New Constellations released their debut single "Hot Blooded" on January 1, 2021. An accompanying music video for the song directed by Travis Abels was released on September 15, 2022. By the summer of 2025, the song had reached over 120 million streams on Spotify and the music video had over 10 million views on YouTube.

The group released an EP titled Lean In in 2023. By November 2024, they were joined by longtime friend Kyle Farook, who performed various instrumental parts when the group was on tour in the West Coast.

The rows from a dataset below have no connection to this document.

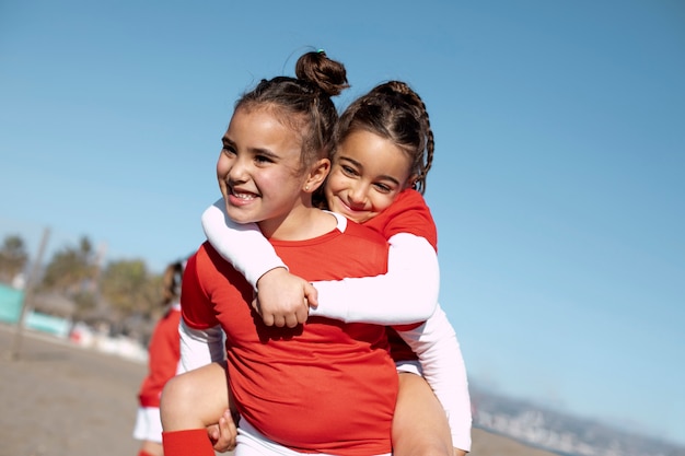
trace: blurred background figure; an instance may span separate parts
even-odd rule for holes
[[[148,348],[148,375],[138,393],[138,414],[133,439],[141,441],[138,456],[162,456],[160,397],[166,382],[176,375],[181,360],[178,323],[181,320],[181,280],[185,259],[172,262],[162,279],[164,316],[154,327]]]

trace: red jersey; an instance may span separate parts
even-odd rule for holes
[[[310,281],[387,270],[387,244],[353,222],[302,242],[270,241],[292,273]],[[183,318],[221,325],[230,387],[243,419],[294,451],[390,453],[397,374],[385,328],[312,317],[295,328],[264,325],[253,289],[207,242],[188,260]]]
[[[176,375],[181,360],[178,323],[181,307],[176,304],[155,325],[148,347],[148,376],[142,381],[138,400],[141,407],[160,407],[166,382]]]
[[[416,190],[407,189],[400,192],[393,203],[383,212],[364,223],[390,239],[398,233],[409,233],[419,237],[425,237],[438,252],[438,230],[436,222],[426,204],[423,196]],[[411,329],[418,325],[396,326],[397,329]],[[387,337],[395,361],[416,360],[417,355],[409,346],[388,327]]]

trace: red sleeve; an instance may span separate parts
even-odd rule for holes
[[[423,196],[416,190],[404,190],[388,208],[364,225],[378,231],[386,239],[398,233],[425,237],[438,250],[436,221]]]
[[[219,325],[211,300],[205,291],[206,282],[217,274],[207,256],[205,245],[186,264],[181,289],[181,308],[183,320],[190,328],[208,329]]]

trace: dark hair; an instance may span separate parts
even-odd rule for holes
[[[414,188],[426,191],[426,175],[436,144],[426,104],[409,85],[388,81],[352,102],[340,116],[335,143],[341,143],[358,129],[388,139],[409,154],[410,174],[416,175]]]
[[[307,166],[330,155],[338,120],[330,97],[349,84],[345,66],[329,59],[323,50],[301,56],[295,75],[262,80],[235,103],[235,109],[272,106],[280,121],[302,135],[302,165]]]
[[[185,260],[170,264],[162,276],[162,304],[171,304],[181,297],[181,281],[183,279]]]

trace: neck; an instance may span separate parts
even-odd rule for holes
[[[265,237],[278,241],[306,241],[322,236],[337,226],[337,219],[321,209],[302,207],[281,220],[258,223]]]

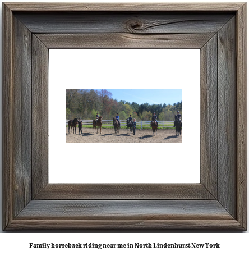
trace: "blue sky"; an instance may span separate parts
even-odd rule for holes
[[[148,103],[150,104],[172,104],[182,100],[182,90],[107,90],[112,93],[113,99],[117,99],[118,101],[122,99],[131,103],[135,102],[138,104]]]

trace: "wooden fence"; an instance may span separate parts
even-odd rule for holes
[[[66,124],[69,120],[66,120]],[[93,120],[82,120],[82,125],[93,125]],[[150,127],[150,121],[136,121],[137,123],[136,128],[141,129],[142,127]],[[102,125],[105,126],[110,126],[112,127],[112,124],[113,123],[113,120],[102,120]],[[121,126],[126,126],[126,120],[120,120],[120,123]],[[173,126],[174,121],[158,121],[158,127],[167,129],[169,127],[172,127]]]

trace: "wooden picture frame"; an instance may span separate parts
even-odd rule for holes
[[[3,230],[246,230],[246,3],[3,10]],[[39,120],[48,120],[56,48],[201,49],[201,183],[48,184],[48,122]]]

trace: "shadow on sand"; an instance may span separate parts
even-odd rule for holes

Their first album It Comes in Waves is set to be released on May 15, 2026, which will mark the duo's ninth anniversary performing as New Constellations.

==Members==

===Current members===
- Harlee Case (lead vocals) 2017-present
- Josh Smith (guitar, bass synthesizer, drum tracks) 2017-present

===Touring members===
- Kyle Farook (various) 2022-2024

===Manager===
- Steve Feinberg

==Reception==
Jamie Ludwig of the Chicago Reader described their sound as "shimmering dance pop influenced by 80s synth bands and R&B, and they sometimes shake up their approachable, easygoing vibes with moodier, more experimental sounds." She added, "The band caught lightning in a bottle with their 2021 debut single, 'Hot Blooded,' a serene 80s-flavored synth-pop tune that showcases Case's expressive, full-throated vocals."